India has scheduled a yearlong party to commemorate the 150th anniversary of Vivekananda' s birth, beginning on January 12, 2013. There will be plenty of readings of his four texts on yoga as a spiritual discipline. Nine volumes chronicle his talks, writings and ruminations, from screeds against child marriage to Milton's "Paradise Lost" to his pet goats and ducks. But if there were a single takeaway line that boils down his teachings to one spiritual bullet point, it would be "You are not your body." This might be bad news for the yoga-mat crowd. The good news for beleaguered souls like Salinger was Vivekananda' s corollary: "You are not your mind."
In a 1972 letter to the ailing Nikhilananda in the last year of his life, Salinger seemed to be saying as much. "I sometimes wish that the East had deigned to concentrate some small part of its immeasurable genius to the petty art of science of keeping the body well and fit.
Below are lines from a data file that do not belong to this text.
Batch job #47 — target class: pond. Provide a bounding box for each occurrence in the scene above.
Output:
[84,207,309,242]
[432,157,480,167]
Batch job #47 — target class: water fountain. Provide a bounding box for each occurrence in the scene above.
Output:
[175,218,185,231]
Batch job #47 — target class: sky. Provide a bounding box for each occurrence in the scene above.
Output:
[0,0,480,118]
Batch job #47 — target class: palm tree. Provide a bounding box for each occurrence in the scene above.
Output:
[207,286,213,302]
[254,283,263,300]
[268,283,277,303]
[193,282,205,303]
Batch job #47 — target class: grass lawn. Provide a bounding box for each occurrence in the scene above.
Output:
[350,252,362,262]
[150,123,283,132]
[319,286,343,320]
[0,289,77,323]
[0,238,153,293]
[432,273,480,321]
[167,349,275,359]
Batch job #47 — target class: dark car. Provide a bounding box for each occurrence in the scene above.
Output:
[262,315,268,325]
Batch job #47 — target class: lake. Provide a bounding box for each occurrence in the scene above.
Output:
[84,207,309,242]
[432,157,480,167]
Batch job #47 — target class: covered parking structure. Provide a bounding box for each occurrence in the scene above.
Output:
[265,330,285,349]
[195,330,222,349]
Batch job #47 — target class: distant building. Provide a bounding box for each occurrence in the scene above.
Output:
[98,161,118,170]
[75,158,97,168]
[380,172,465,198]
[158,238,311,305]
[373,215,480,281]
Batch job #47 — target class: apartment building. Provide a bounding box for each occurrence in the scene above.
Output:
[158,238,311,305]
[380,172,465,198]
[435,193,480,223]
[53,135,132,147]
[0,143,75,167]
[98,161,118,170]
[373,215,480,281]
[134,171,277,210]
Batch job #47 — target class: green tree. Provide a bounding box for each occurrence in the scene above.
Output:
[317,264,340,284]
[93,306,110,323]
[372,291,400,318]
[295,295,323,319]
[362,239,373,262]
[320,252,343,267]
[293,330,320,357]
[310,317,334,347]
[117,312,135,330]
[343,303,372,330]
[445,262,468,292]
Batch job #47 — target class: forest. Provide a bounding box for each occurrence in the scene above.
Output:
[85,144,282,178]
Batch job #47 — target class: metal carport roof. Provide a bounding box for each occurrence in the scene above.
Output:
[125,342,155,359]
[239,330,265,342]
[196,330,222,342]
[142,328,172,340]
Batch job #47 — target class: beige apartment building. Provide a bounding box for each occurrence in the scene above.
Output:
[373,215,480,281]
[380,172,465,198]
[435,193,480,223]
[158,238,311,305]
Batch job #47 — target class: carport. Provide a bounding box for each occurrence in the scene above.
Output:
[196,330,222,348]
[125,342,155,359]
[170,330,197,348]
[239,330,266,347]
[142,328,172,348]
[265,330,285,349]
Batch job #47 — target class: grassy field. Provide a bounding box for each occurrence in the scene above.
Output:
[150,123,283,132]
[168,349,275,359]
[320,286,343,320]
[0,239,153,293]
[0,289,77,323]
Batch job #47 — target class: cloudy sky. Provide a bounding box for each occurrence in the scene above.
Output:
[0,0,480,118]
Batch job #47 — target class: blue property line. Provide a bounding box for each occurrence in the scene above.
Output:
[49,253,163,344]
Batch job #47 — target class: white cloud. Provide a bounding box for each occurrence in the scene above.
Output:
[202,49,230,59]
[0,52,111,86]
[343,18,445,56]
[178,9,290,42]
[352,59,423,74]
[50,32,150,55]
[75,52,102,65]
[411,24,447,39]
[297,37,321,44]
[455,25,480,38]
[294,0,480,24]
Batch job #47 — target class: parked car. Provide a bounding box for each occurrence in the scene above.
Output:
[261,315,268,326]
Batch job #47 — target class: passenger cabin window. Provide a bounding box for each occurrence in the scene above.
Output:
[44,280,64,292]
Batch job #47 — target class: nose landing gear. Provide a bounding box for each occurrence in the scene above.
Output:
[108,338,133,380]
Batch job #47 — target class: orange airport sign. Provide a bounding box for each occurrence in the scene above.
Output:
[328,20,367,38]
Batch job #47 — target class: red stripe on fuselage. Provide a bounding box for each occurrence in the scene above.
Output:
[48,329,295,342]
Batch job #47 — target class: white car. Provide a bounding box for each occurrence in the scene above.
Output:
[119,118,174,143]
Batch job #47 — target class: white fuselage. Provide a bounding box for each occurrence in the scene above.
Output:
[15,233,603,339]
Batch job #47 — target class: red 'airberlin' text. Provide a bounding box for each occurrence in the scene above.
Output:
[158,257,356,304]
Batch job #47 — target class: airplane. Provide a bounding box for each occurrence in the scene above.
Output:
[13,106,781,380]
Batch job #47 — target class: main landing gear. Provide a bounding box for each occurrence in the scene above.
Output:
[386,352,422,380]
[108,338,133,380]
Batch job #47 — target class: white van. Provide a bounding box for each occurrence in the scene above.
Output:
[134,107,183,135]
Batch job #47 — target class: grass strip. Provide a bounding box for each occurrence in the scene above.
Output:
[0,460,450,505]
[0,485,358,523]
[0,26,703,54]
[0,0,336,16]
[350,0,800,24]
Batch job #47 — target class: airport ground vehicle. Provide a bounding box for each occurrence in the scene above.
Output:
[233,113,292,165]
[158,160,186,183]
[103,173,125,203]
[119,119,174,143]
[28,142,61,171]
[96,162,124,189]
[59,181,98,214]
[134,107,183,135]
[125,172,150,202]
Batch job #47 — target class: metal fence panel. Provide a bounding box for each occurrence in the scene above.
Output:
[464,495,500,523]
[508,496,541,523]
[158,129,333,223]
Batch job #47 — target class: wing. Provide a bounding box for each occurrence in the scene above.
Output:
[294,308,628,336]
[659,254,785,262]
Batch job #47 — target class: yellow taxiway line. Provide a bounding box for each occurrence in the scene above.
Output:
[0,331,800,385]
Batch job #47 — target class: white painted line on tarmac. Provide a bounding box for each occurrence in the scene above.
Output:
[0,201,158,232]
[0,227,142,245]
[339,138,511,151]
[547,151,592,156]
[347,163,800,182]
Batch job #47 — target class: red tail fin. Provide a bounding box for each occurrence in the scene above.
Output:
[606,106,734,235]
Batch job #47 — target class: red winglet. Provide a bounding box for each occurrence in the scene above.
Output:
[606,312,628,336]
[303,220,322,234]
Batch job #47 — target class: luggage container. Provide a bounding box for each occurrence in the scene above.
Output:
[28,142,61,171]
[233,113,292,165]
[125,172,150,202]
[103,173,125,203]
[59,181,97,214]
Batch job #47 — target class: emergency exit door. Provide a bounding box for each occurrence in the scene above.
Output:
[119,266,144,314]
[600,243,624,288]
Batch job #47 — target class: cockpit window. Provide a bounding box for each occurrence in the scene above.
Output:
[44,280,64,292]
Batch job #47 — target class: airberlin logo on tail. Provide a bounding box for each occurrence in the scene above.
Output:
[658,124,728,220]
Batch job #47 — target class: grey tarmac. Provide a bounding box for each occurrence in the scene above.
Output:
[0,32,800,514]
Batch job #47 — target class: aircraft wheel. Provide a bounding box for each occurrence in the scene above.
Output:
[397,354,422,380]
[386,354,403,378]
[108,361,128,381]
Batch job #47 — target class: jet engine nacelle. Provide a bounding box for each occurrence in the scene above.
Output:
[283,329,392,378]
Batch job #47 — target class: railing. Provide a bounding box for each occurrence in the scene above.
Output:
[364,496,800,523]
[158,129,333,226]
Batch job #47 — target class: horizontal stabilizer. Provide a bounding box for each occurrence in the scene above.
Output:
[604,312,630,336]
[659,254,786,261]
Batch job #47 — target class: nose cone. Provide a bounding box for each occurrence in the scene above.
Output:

Between extreme indifference to the body and the most extreme and zealous attention to it (Hatha Yoga), there seems to be no useful middle ground whatever."
Salinger went on to express his gratitude to the man who had guided him out of his "long dark night." "It may be that reading to a devoted group from the Gospel of Sri Ramakrishna is all you do now, as you say, but I imagine the students who are lucky enough to hear you read from the Gospel would put the matter rather differently. Meaning that I've forgotten many worthy and important things in my life, but I have never forgotten the way you used to read from, and interpret, the Upanishads, up at Thousand Island Park."
By then, Salinger had not published in some time. Nor would he again. Nor did he seem to miss it.